The Palmer Gallery
Left to right: Rosanne Walsh, Monica Church (curator), Meg Hitchcock (moderator), M Pettee Olsen, and Michael Oatman,
Gallery Talk, January 27th, 2023
Thursday, January 19 – Wednesday, March 01, 2023
The receptions was held on: Thu, January 26, 2023, 5 pm – 7 pm
IMPLODING MEANING: Tale-less Tales About Absolutely Nothing And Everything In Between
As my work concerns the underpinnings of perception, I was thrilled when Monica Church asked me to participate in IMPLODING MEANING at The Palmer Gallery at Vassar. I am equally honored to have been invited to write my reflections on the exhibition for Art Curious-Contemporary.

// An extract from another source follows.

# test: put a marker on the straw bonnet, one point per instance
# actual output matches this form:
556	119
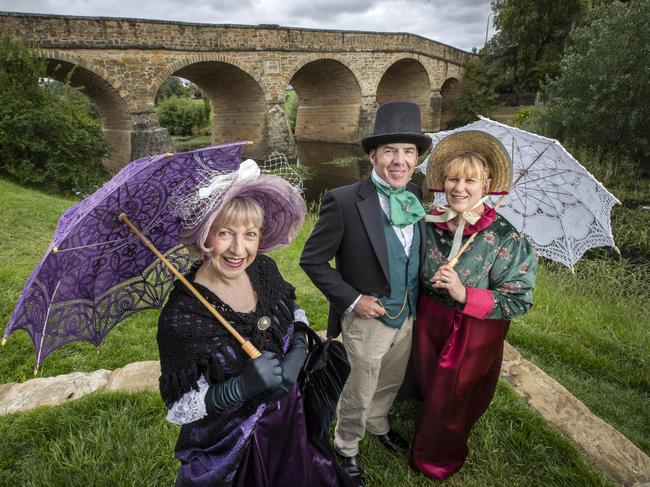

by M Pettee Olsen, for Art Curious Contemporary, November 23, 2023
Artists are tasked with “embedding thought in material,” suggests co-chief art critic at the New York Times Roberta Smith. It seems to me that this embedding of thought should be done with the artist’s sense of the times and the unique lens through which they view the world and make their art. Yet, for some of us, in a world more saturated in shared published opinion than at any time in history, upending meaning has become a concern in our art-making. During this time, when the cacophony of opinion and amygdala-baiting has achieved tremendous and equal volume and reach, and the exchange of truth for falsehood appears acceptable, I approach my work as an artist. It is in this context, that I see myself situated in the exhibition IMPLODING MEANING, at Vassar’s Palmer Gallery.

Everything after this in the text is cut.